What impact does diabetes have on infection with COVID-19? This question was answered by Prof. Krzysztof Strojek, MD, PhD, Associate Professor in an article published in the Polish daily broadsheet newspaper, “Rzeczpospolita”.

As Prof. Strojek writes, initial statistics showed that patients with diabetes are more susceptible to complications when they are infected with COVID-19. We now know that it is not diabetes itself, but uncontrolled diabetes, obesity or complications of diabetes that are the determining factors driving an increased risk of death or complications. This is why maintaining the correct control of blood sugar levels is so crucially important.

The Professor reminded us that the appropriate and up-to-date treatment of diabetes is based on the diabetes patients themselves independently selecting their dose of insulin depending on the current glucose level, the size of the planned meal or physical exertion. To be able to treat themselves independently, patients need to have received the right education.  The team, i.e. the treating physician, nurse educator, dietician need to teach patients with diabetes about how they should eat, what and when to monitor with respect to their state of health, how to take medications and inject insulin. It’s also crucially important to motivate the patient to manage their illness properly. This does not just mean issuing recommendations regarding dosages of medications or education, but also – and perhaps above all – to regularly remind patients of the important and critical impact that complying with the recommendations they receive on a day-to-day basis has on the course of their diabetes.

If contact with your physician becomes more difficult, as is the case during the pandemic – you need to opt for a teleconsultation – advises Prof.
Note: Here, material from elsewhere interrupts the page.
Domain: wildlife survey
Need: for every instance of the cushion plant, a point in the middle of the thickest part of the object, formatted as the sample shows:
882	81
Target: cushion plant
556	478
Strojek. To this end, the BIOTON company has prepared a special educational platform called “Ask a Specialist”, where patients can make use of advice from a physician, diabetes nurse or dietician. This is all done quickly and safely – via an online form or phone conversation.
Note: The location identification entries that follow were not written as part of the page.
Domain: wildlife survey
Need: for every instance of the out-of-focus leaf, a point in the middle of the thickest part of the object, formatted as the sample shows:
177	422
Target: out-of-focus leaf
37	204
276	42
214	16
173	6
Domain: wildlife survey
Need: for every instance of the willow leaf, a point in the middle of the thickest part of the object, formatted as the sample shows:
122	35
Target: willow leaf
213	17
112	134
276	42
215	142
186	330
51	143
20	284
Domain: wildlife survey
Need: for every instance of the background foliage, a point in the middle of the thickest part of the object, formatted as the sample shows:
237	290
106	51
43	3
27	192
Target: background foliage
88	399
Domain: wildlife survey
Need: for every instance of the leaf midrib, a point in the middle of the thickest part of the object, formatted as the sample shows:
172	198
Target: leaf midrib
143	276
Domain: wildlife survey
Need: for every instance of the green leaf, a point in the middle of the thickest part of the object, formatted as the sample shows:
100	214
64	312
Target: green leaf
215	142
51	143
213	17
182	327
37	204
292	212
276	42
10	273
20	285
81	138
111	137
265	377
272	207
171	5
If diabetes patients get infected with COVID-19 this may cause their blood sugar level to rise, because the inflammation increases their need for insulin on account of their accelerated metabolic rate. On the other hand, a loss of the sense of taste, and the associated reduced appetite, may cause the glucose level to fall (referred to as hypoglycaemia). This means that the insulin dose needs to be adjusted, which the diabetes patient can do by themselves independently, bearing in mind the principle that in type 1 diabetes 1 insulin unit reduces the glucose level by 40 mg%, whilst in type 2 the figure is 30 mg%. Depending on the current glucose level, based on these conversion factors, the patient can adjust their insulin dose. Patients with diabetes should remember that if they have a raised blood sugar level they need to boost their fluid intake, with these of course being sugar-free beverages.

According to prof. Strojek, the key to diabetes treatment is the saying of Dr. Elliot  Joslin, the founder of the first specialist diabetes clinic in the world, which is still operational today in Boston: “The diabetic who knows the most, lives the longest”. Knowledge is ensured by education which is provided by the medical team as well as by using distributed educational materials.